The identification of various features underlying the stability of thermostable enzymes remains a subject of ongoing study¹⁸. Mesophilic FSA from bacteria is evolutionary closely related to thermophilic archaeal PWA, but displays a sharply decreased thermostability, thus providing an ideal target for revealing strategies for the adaption of this mesophilic protein to a mesophilic environment. As an important signal for lateral gene transfer from PWA to FSA, the uncommon (Ca, Zn) two-metal center only exists in a few GH13_7 α-amylases, including PWA and those of some Thermococcus species^27,29,31,32. By site-directed mutagenesis, both Ca²⁺- and Zn²⁺-binding sites were found to be important for the thermostability of PWA^27,28. As these two sites are in close proximity, we suspected that they might function cooperatively in retaining the rigidity of the protein under higher temperature conditions.

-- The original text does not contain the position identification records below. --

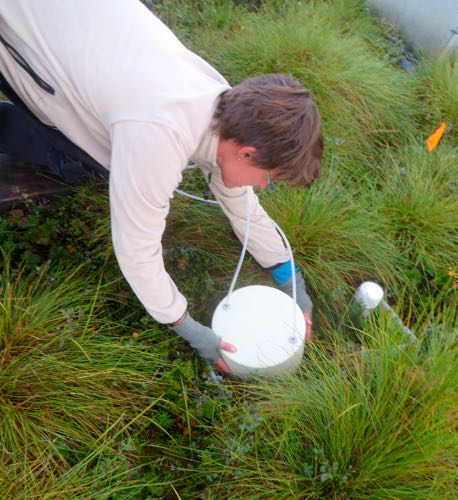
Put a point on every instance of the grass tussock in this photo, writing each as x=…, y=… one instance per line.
x=96, y=402
x=66, y=384
x=377, y=423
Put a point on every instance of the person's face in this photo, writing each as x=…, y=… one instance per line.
x=237, y=169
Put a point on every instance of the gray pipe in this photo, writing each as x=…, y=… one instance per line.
x=430, y=26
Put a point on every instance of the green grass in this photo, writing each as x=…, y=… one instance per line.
x=99, y=401
x=371, y=423
x=68, y=380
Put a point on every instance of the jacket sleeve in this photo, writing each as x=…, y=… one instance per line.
x=146, y=165
x=264, y=243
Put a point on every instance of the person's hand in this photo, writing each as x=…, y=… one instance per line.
x=282, y=275
x=202, y=338
x=221, y=365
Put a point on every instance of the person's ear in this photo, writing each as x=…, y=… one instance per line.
x=246, y=153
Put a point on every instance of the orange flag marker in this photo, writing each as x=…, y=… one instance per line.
x=433, y=140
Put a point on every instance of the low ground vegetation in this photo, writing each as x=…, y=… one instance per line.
x=99, y=401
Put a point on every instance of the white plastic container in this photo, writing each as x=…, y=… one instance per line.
x=260, y=323
x=369, y=295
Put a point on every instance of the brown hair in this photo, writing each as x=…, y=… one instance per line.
x=278, y=116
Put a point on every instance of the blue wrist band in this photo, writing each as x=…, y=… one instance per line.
x=282, y=273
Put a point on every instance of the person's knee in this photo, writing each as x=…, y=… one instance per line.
x=7, y=112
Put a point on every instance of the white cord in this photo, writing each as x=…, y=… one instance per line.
x=293, y=338
x=227, y=304
x=198, y=198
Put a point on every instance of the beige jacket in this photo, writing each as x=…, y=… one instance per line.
x=119, y=84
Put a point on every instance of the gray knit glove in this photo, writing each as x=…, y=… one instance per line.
x=203, y=339
x=302, y=297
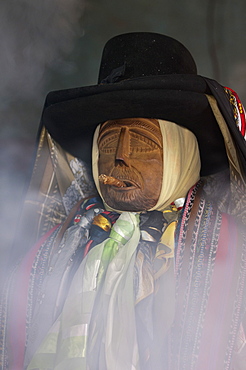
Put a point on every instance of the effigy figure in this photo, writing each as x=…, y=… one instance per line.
x=144, y=266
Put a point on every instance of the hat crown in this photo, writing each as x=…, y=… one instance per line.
x=142, y=54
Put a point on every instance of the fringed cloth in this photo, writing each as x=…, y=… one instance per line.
x=134, y=307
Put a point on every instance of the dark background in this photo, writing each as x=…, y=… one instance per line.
x=55, y=44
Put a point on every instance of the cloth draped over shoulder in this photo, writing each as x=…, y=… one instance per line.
x=194, y=272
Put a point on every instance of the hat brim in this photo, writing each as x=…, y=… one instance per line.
x=72, y=115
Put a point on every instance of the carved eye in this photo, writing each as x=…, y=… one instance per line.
x=140, y=143
x=108, y=144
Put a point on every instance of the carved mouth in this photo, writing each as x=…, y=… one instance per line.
x=130, y=184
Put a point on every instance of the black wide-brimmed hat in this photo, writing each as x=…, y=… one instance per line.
x=144, y=75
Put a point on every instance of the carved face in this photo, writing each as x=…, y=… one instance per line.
x=130, y=150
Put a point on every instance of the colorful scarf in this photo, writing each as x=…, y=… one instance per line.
x=99, y=326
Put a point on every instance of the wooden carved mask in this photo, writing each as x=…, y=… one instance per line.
x=130, y=163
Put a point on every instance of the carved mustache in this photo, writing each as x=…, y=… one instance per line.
x=128, y=176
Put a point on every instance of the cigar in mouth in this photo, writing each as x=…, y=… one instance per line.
x=110, y=180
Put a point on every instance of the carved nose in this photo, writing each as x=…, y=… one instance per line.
x=123, y=148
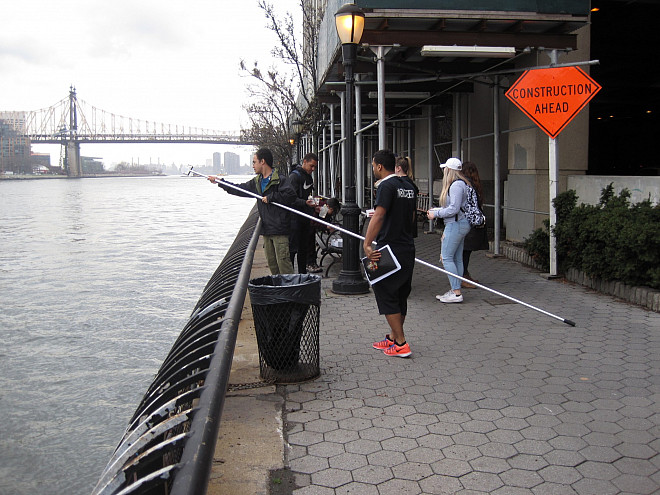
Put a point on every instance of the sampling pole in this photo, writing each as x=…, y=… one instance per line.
x=421, y=262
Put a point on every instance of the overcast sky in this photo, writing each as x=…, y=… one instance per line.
x=165, y=61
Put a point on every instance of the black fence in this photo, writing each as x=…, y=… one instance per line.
x=170, y=440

To gain further insight into the function of this two-metal center, we first generated a mutation in EH-CC around the Zn²⁺-binding center by introducing a disulfide bond. This disulfide bond is adjacent to the Zn²⁺-binding site in PWA and rigidifies the active site area at high temperatures²⁷. However, the molecular roles of this disulfide bond on thermostability of PWA remains to be experimental verified. In this study, a slightly enhanced thermostability observed in the EH-CC mutant implies that this disulfide bond contributes to the protein stabilization under restrict temperatures. Furthermore, the thermostability of EH-CC-derived proteins showed higher Zn²⁺-dependence than those of FSA and FSA-derived mutants. In the PWA structure, this disulfide bridge is in close vicinity to the zinc-binding site, these findings raise the possibility that this disulfide bond relating to the Zn²⁺ binding and ensuring a compact FSA structure. In PWA, besides the conserved Ca²⁺ located at the interface between domain A and B, another anomalous signal matching Zn²⁺ was detected near the Ca²⁺-binding site²⁷. In contrast, the undetectable Zn²⁺ stimulation of FSA suggested that tight Zn²⁺-binding or no binding occurs in the FSA structure. Among three residues that act as Zn²⁺-binding residues, a mutation of Cys165 to Ser dramatically decreased the thermostability of PWA at 115 °C²⁸. Conversely, the same mutation (C214S) in FSA not only resulted in an increased thermostability, but also enhanced the Zn²⁺-induced stimulation of thermostability. An explanation for this stimulation is that no Zn²⁺ binds to the wild-type FSA protein, and the replacement of Cys with Ser facilitates this binding. Meanwhile, the substitution of Cys214 with Asp completely abolished the activities of FSA and EH-CC, further demonstrating the important roles of this site in retaining the protein folding of FSA.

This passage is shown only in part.